Metastatic breast cancer refers to cancer that has spread to distant sites in the body. Treatment of metastatic breast cancer often includes chemotherapy, but options can become limited when the cancer stops responding to conventional chemotherapy regimens.
Eribulin—which was derived from a marine sponge—is an investigational chemotherapy drug that affects cell division.
To evaluate eribulin among women with advanced breast cancer, an international group of researchers conducted a Phase III clinical trial. The study enrolled 762 patients with locally recurrent or metastatic breast cancer. The women had already received an average of four prior chemotherapy drugs, including an anthracycline and a taxane.
Study participants were assigned to receive either eribulin or “treatment of physician’s choice.” Because there is no single standard treatment regimen for women at this stage of breast cancer, treatment of women in the comparison group was left up to the patient’s physician.

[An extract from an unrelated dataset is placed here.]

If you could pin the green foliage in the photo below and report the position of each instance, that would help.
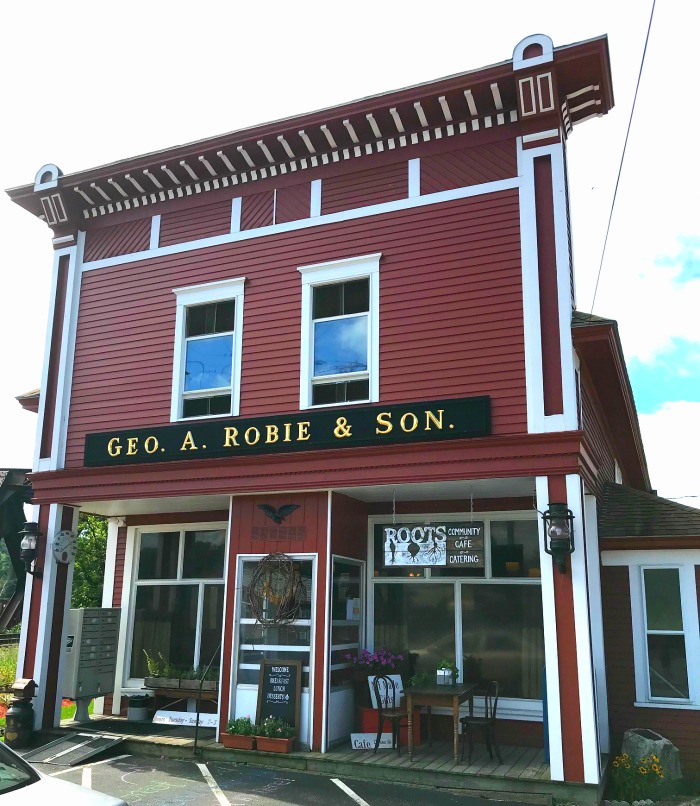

The results of this study suggest that eribulin may improve outcomes among women with advanced, heavily pretreated breast cancer.
Reference: Twelves C, Loesch D, Blum JL et al. A phase III study (EMBRACE) of eribulin mesylate versus treatment of physician’s choice in patients with locally recurrent or metastatic breast cancer previously treated with an anthracycline and a taxane. Presented at the 2010 annual meeting of the American Society of Clinical Oncology. June 4-8, 2010. Chicago, IL. Abstract CRA 1004.